Terjun ke Dunia Politik

Setelah sukses sebagai seorang pengusaha, Prabowo Subianto kemudian memulai karier politiknya dengan mengandalkan pengalaman dan reputasinya.

Calon Presiden 2004

Dalam biografi Prabowo Subianto diketahui bahwa ia mencalonkan diri sebagai calon presiden dari Partai Golkar pada Konvensi Capres Golkar 2004. Meskipun berhasil sampai ke putaran terakhir, Prabowo akhirnya kalah dalam pemilihan tersebut. Ia kalah suara dari Wiranto.

Calon Wakil Presiden 2009

Kemudian pada tahun 2009, Prabowo Subianto mencalonkan diri sebagai calon presiden pada pemilu 2009, namun akhirnya menjadi calon wakil presiden yang mendampingi Megawati sebagai calon presiden Republik Indonesia.

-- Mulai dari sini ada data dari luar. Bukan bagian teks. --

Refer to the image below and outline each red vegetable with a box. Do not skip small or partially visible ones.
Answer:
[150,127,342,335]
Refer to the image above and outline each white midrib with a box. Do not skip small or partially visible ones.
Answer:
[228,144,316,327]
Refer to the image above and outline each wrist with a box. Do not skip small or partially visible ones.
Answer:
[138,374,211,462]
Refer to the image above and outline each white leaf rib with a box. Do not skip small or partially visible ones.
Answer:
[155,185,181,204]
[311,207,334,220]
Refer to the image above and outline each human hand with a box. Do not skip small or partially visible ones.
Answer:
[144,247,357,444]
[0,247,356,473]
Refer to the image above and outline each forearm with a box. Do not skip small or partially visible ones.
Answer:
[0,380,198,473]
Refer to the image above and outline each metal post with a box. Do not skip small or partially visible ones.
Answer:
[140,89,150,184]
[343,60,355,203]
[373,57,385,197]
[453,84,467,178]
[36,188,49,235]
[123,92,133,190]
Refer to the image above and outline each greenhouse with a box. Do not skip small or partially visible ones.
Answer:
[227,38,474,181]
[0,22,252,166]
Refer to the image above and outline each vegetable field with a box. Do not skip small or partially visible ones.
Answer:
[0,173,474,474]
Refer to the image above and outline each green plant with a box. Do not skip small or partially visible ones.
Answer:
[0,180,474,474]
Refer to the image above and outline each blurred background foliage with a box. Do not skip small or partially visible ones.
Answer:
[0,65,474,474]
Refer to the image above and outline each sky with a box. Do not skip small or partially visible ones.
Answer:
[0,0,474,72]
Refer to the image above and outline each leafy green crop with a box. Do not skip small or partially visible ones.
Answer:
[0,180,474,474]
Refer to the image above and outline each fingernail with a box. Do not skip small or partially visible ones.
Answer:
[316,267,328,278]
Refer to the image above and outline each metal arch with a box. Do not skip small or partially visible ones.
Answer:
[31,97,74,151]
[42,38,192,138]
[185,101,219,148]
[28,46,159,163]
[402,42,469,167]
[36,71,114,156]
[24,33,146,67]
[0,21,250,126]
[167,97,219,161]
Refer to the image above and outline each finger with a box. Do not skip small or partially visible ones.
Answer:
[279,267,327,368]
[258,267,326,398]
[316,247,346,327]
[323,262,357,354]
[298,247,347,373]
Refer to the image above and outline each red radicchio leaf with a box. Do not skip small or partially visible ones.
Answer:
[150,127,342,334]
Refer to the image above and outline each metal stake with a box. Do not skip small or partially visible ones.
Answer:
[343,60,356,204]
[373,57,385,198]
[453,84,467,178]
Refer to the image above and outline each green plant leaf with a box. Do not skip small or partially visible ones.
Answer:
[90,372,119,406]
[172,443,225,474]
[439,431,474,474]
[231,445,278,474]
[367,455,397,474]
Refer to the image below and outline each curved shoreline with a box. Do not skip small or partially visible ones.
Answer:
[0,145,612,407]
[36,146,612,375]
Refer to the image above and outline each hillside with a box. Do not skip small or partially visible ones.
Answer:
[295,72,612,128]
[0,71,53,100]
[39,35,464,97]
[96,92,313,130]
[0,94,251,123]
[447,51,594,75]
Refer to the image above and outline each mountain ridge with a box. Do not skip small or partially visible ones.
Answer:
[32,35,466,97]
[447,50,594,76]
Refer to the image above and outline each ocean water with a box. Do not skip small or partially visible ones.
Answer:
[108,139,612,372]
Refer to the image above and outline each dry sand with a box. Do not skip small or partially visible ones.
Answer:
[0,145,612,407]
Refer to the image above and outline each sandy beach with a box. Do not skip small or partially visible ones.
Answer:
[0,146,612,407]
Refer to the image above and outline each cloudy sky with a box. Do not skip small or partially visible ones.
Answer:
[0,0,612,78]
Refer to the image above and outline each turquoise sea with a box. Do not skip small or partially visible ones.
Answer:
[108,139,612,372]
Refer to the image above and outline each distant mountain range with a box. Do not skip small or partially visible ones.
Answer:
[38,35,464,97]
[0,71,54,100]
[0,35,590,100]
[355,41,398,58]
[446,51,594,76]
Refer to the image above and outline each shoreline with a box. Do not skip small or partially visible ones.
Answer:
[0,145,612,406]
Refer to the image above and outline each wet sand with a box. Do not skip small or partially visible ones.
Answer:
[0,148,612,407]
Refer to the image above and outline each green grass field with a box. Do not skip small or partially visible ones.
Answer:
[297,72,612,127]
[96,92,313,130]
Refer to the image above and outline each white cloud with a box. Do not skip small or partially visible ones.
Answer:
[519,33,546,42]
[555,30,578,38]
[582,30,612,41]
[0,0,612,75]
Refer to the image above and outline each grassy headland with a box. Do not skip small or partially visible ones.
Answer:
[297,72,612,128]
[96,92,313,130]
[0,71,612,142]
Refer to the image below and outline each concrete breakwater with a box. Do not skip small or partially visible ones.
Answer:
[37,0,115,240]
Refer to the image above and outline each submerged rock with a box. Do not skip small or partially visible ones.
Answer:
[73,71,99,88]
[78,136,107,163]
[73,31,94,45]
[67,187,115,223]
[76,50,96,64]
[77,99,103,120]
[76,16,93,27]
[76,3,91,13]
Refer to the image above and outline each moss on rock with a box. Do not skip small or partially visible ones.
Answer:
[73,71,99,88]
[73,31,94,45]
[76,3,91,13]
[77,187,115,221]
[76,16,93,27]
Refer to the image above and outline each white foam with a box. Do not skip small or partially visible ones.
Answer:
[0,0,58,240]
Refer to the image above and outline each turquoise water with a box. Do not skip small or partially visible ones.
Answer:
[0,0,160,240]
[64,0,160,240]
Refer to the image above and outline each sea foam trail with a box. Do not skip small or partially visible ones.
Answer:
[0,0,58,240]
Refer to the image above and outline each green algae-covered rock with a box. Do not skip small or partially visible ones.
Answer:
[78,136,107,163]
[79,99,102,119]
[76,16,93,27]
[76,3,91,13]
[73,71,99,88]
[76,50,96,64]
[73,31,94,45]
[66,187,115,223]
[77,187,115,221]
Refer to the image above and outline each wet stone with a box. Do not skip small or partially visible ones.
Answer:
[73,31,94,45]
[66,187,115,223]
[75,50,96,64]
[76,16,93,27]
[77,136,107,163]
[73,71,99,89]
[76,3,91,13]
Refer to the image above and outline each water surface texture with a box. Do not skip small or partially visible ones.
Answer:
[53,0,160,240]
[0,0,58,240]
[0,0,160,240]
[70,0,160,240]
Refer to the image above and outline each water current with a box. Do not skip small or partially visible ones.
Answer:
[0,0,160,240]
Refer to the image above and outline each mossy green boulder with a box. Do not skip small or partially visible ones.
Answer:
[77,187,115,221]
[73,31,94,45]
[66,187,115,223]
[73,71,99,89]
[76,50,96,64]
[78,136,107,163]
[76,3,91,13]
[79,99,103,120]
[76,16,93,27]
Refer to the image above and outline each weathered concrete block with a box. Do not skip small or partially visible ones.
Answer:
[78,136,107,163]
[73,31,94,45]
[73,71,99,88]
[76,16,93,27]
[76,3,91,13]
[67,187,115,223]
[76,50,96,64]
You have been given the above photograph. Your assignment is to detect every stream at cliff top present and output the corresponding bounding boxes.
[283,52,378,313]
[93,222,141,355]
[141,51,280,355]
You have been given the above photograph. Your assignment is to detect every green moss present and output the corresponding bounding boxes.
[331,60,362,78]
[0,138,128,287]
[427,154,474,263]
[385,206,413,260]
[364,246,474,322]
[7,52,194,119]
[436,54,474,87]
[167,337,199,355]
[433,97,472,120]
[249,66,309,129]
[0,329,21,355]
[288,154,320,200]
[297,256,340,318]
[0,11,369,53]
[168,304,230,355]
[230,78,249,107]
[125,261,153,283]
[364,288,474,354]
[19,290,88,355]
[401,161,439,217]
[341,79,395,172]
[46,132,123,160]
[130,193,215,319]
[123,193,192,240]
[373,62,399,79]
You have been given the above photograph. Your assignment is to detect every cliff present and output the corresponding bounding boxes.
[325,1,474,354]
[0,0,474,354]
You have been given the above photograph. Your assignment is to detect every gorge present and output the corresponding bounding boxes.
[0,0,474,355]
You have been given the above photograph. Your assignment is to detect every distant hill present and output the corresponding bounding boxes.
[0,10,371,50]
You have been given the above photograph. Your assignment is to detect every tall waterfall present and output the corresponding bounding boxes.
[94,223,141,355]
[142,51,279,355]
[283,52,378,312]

Pada saat itu, Prabowo mendirikan partai bernama Gerindra (Gerakan Indonesia Raya) dan menggunakan partai tersebut sebagai kendaraan politik. Namun, hasil pemilihan umum menyatakan sebaliknya, pasangan Megawati yang berpasangan dengan Prabowo Subianto kalah dari pasangan Susilo Bambang Yudhoyono dan Boediono yang menjadi Presiden dan Wakil Presiden Republik Indonesia.

Calon Presiden 2014

Pada pemilu 2014, Partai Gerindra atau Gerakan Indonesia Raya mencalonkan Prabowo sebagai calon presiden. Ia memilih Hatta Rajasa dari Partai Amanat Nasional sebagai calon wakil presiden yang mendampinginya.

Hal ini didukung oleh beberapa partai yang membentuk koalisi yang dikenal sebagai Koalisi Merah Putih. Namun, dalam pemilihan presiden 2014, Prabowo Subianto kalah suara dari lawannya, Jokowi dan Jusuf Kalla.

Calon Presiden 2019

Pada tahun 2019, Prabowo kembali mencalonkan diri sebagai calon presiden dalam Pemilu 2019. Kali ini, ia berpasangan dengan Sandiaga Uno sebagai calon presiden yang didukung oleh partai seperti Gerindra, PKS, PAN, dan lainnya.

Namun, ia kalah dalam perolehan suara dari pasangan Joko Widodo dan Ma'ruf Amin setelah hasil penghitungan suara diumumkan oleh KPU.

Menjabat sebagai Menteri Pertahanan

Setelah pemilihan umum presiden selesai, Presiden Joko Widodo menunjuk Prabowo Subianto sebagai Menteri Pertahanan Indonesia pada bulan Oktober 2019. Ia masuk dalam kabinet Indonesia Maju untuk periode 2019 hingga 2024.

Selama menjabat sebagai Menteri Pertahanan, Prabowo diketahui tidak menerima gaji sebagai menteri. Ia memilih untuk menyumbangkan penghasilannya kepada yayasan-yayasan seperti yayasan kanker, lembaga zakat, dan rumah ibadah.

Selama masa jabatannya, Prabowo juga banyak menghasilkan ekspor produk persenjataan Indonesia ke luar negeri melalui PT Pindad. Ia juga meningkatkan sistem persenjataan (alutsista) Indonesia dengan melakukan pembelian sistem peringatan rudal, pesawat, dan persenjataan berat.